“Well, it’s true!”
He turned toward me and asked, “I need to fuck you right here to remind you of our previous conversation?”
“No—no, Mustang,” I replied, exasperated. “I don’t need you to remind me how good you are at making me come. Fantastic sex aside, that doesn’t explain biscuits and eggs!”
“I know enough to know I want more, Tess. Cookin’ burgers in your kitchen before I fuck you ‘til you pass out, followed by biscuits and eggs for breakfast before more fucking gets me that. I get your number in my phone, you get mine in yours, we’ll keep doing this until you stop tellin’ me I don’t know you.”
I liked all of that. A lot. Too much.
I could barely catch my breath, my chest swelling with a dangerous amount of hope.
I needed a way out of this. I needed him to want to leave before it was too late.
“What about Ed?” I blurted, grasping at the only ammo I had.
“Already established, he’s got nothin’ to do with this.”
“He’s my patient.”
He quirked an eyebrow at me. “So, you’re supposed to be celibate because you’re a nurse with patients?”
This time, I wasn’t so quick with a rebuttal. What he said reminded me of my conversation with Jenna just a few days before.
I was losing my resolve to fight.
I switched tactics and asked, “Why do you hate him so much?”
“Don’t hate him, sugar. He doesn’t get that from me. He gets nothing.”
“But why?”
“Because the only person he’s ever cared about in his entire god-forsaken life is himself,” he began, his face harder than I’d ever seen it, and his eyes cold—like they were the first time I mentioned his father. “The nicest thing he ever did for me was give me my first bike—after he bought it for himself and fuckinwreckedit drivin’ drunk.
“If he wasn’t calling me a sorry ass waste of space, he was pickin’ my mom apart piece by piece.

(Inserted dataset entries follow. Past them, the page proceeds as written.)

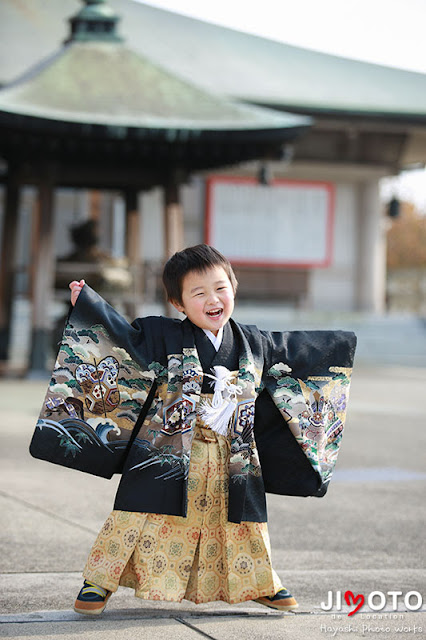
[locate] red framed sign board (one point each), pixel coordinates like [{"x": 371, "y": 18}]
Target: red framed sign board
[{"x": 287, "y": 223}]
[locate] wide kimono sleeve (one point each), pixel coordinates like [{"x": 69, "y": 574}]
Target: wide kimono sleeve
[
  {"x": 300, "y": 414},
  {"x": 100, "y": 389}
]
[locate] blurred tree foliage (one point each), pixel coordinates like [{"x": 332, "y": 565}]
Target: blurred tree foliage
[{"x": 406, "y": 239}]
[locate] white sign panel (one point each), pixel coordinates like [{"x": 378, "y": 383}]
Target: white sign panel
[{"x": 286, "y": 223}]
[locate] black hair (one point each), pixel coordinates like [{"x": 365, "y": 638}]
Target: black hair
[{"x": 198, "y": 258}]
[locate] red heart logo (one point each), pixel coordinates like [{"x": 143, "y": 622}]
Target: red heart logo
[{"x": 359, "y": 598}]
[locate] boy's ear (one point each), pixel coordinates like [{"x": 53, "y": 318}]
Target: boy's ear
[{"x": 177, "y": 305}]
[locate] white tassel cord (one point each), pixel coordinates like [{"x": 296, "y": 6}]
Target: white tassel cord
[{"x": 218, "y": 413}]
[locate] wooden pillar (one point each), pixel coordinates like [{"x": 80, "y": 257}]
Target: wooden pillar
[
  {"x": 133, "y": 250},
  {"x": 8, "y": 249},
  {"x": 371, "y": 271},
  {"x": 173, "y": 219},
  {"x": 43, "y": 267},
  {"x": 173, "y": 227}
]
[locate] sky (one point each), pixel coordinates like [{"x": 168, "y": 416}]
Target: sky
[{"x": 389, "y": 32}]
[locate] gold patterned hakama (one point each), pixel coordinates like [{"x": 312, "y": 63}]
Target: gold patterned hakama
[{"x": 202, "y": 557}]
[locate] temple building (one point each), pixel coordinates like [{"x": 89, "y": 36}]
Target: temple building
[{"x": 153, "y": 131}]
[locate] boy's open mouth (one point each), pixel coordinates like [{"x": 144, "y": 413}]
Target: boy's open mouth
[{"x": 215, "y": 313}]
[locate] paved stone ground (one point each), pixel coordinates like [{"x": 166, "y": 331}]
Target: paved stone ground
[{"x": 366, "y": 534}]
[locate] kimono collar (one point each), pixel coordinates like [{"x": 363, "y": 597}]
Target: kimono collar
[{"x": 215, "y": 340}]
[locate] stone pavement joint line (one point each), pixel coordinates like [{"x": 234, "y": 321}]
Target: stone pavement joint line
[
  {"x": 129, "y": 614},
  {"x": 191, "y": 626},
  {"x": 46, "y": 512}
]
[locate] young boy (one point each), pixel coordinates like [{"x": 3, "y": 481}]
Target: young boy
[{"x": 173, "y": 406}]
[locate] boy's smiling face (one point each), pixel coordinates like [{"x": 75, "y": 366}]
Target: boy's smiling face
[{"x": 207, "y": 298}]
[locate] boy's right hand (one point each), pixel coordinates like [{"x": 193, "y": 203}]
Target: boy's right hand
[{"x": 75, "y": 287}]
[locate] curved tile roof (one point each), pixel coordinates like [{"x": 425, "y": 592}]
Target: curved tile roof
[{"x": 223, "y": 60}]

Don’t know why she stayed. Loved him, I guess. And that love got her dead. So, I don’t hate him, Tess. If I did, I might be dead now, too—but I plan on livin’ long and free in spite of that jackass.
“Now are you going to eat your damn eggs before they get cold or what?”

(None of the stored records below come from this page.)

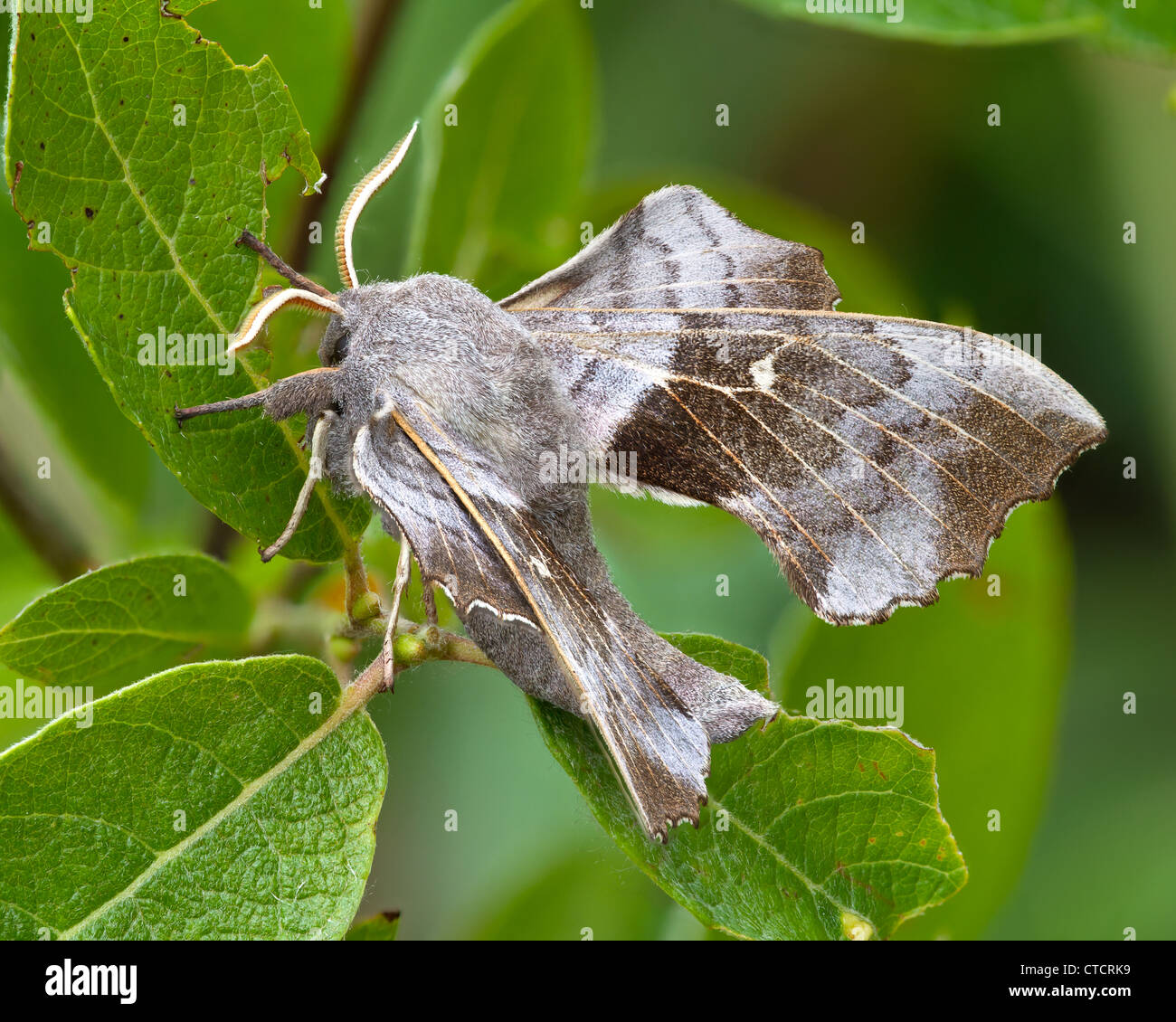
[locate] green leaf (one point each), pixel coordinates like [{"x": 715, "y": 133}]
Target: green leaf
[
  {"x": 812, "y": 829},
  {"x": 982, "y": 680},
  {"x": 222, "y": 800},
  {"x": 379, "y": 928},
  {"x": 125, "y": 621},
  {"x": 144, "y": 212},
  {"x": 498, "y": 185},
  {"x": 1149, "y": 30}
]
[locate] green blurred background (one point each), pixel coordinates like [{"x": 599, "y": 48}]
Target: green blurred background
[{"x": 1016, "y": 228}]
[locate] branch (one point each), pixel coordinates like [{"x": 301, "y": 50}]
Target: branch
[{"x": 373, "y": 31}]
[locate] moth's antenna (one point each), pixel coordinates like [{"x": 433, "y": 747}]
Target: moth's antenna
[
  {"x": 280, "y": 265},
  {"x": 255, "y": 319},
  {"x": 353, "y": 207}
]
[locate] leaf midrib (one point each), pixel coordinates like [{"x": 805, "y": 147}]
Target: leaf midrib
[{"x": 351, "y": 700}]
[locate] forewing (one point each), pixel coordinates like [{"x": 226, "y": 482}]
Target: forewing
[
  {"x": 874, "y": 455},
  {"x": 661, "y": 752},
  {"x": 450, "y": 549},
  {"x": 680, "y": 249}
]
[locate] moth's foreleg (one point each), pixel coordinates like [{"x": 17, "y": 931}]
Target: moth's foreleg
[
  {"x": 318, "y": 459},
  {"x": 403, "y": 573},
  {"x": 430, "y": 599},
  {"x": 308, "y": 392}
]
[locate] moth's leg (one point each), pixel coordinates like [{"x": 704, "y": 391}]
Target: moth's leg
[
  {"x": 304, "y": 392},
  {"x": 318, "y": 457},
  {"x": 403, "y": 572},
  {"x": 428, "y": 596}
]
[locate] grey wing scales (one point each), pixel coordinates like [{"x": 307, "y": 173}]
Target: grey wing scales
[
  {"x": 655, "y": 709},
  {"x": 678, "y": 249}
]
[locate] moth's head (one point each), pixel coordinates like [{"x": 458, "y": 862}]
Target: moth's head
[{"x": 345, "y": 306}]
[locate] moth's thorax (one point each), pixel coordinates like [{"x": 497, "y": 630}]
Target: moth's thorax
[{"x": 474, "y": 367}]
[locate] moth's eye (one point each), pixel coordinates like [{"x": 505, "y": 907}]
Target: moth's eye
[{"x": 334, "y": 345}]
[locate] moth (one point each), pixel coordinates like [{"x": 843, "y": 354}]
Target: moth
[{"x": 874, "y": 455}]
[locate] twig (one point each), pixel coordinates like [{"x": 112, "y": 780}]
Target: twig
[{"x": 373, "y": 32}]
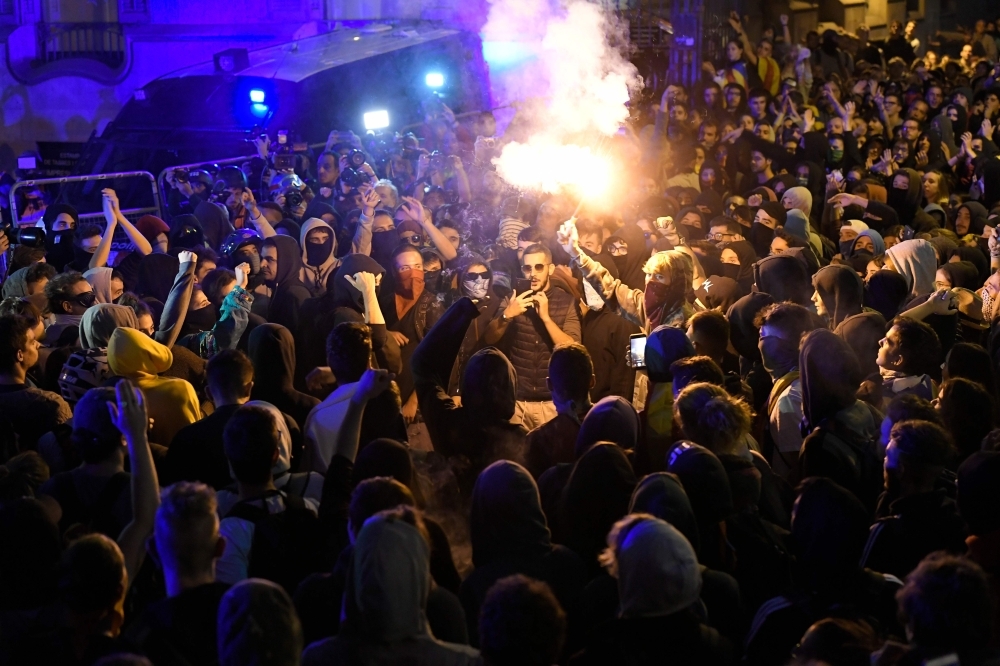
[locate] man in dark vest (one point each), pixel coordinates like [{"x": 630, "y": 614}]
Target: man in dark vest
[{"x": 529, "y": 326}]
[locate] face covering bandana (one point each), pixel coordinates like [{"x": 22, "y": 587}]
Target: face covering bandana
[
  {"x": 476, "y": 289},
  {"x": 593, "y": 299},
  {"x": 317, "y": 253},
  {"x": 199, "y": 320},
  {"x": 659, "y": 300},
  {"x": 730, "y": 271},
  {"x": 432, "y": 281},
  {"x": 779, "y": 356},
  {"x": 410, "y": 283}
]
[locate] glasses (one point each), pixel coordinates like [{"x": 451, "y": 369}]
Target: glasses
[{"x": 86, "y": 299}]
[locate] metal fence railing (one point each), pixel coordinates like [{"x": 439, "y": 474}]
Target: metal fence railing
[{"x": 155, "y": 209}]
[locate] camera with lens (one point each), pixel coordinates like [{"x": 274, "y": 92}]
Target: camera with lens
[
  {"x": 356, "y": 158},
  {"x": 27, "y": 236},
  {"x": 353, "y": 177},
  {"x": 293, "y": 199}
]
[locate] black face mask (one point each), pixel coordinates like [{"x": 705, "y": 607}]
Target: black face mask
[
  {"x": 317, "y": 253},
  {"x": 383, "y": 243},
  {"x": 432, "y": 281},
  {"x": 196, "y": 321},
  {"x": 81, "y": 258},
  {"x": 251, "y": 258},
  {"x": 730, "y": 271}
]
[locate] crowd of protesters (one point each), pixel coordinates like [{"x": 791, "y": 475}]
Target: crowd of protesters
[{"x": 382, "y": 408}]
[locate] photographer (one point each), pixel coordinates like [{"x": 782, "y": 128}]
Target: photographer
[{"x": 188, "y": 189}]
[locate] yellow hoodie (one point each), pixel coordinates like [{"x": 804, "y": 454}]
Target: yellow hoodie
[{"x": 172, "y": 403}]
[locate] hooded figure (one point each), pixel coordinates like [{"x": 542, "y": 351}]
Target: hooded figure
[
  {"x": 318, "y": 259},
  {"x": 100, "y": 281},
  {"x": 172, "y": 403},
  {"x": 886, "y": 291},
  {"x": 272, "y": 352},
  {"x": 974, "y": 256},
  {"x": 480, "y": 428},
  {"x": 289, "y": 293},
  {"x": 156, "y": 276},
  {"x": 630, "y": 265},
  {"x": 187, "y": 232},
  {"x": 384, "y": 616},
  {"x": 963, "y": 274},
  {"x": 916, "y": 261},
  {"x": 747, "y": 255},
  {"x": 59, "y": 244},
  {"x": 718, "y": 293},
  {"x": 612, "y": 419},
  {"x": 862, "y": 333},
  {"x": 798, "y": 198},
  {"x": 743, "y": 334},
  {"x": 762, "y": 235},
  {"x": 841, "y": 444},
  {"x": 510, "y": 535},
  {"x": 797, "y": 224},
  {"x": 662, "y": 495},
  {"x": 841, "y": 291},
  {"x": 100, "y": 322},
  {"x": 658, "y": 572},
  {"x": 340, "y": 302},
  {"x": 829, "y": 531},
  {"x": 257, "y": 625},
  {"x": 784, "y": 277},
  {"x": 597, "y": 494},
  {"x": 707, "y": 486},
  {"x": 215, "y": 223},
  {"x": 16, "y": 284},
  {"x": 878, "y": 244},
  {"x": 906, "y": 202}
]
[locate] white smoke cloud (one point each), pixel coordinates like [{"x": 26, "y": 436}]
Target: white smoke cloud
[{"x": 573, "y": 92}]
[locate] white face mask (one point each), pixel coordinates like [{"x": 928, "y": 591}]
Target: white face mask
[
  {"x": 477, "y": 288},
  {"x": 593, "y": 299}
]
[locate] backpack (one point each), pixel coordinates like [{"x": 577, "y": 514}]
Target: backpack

A great wave of resolve washed over me, and all the muscles in my body relaxed as I stared into those hazel-blue eyes; eyes thatwere the picture by which I could piece together the puzzle that was Ed and Mustang; the puzzle that just became a little clearer.
Mustang had said he knew enough about me to know he wanted more.
I knew enough about him to be sure I couldn’t fix what was broken between father and son. More than that, I knew I wanted the man who made me biscuits and eggs at four in the morning, whether his father was my patient or not—so I stopped pretending otherwise.
I’d deal with the fall out later.
Pointing at the drawer behind him, I simply replied, “I’ll need silverware.”
Not five minutes later, we were both at my kitchen table eating breakfast.
Mustang’s plate was half empty when he asked, “You off at four?”
I nodded. “Yeah.”
“You work the day shift tomorrow?”
“No. Friday is my night shift. If my patients remain stable, I won’t have to start work until eight.”
“Good. Dinner. Tonight. Pick you up at six.”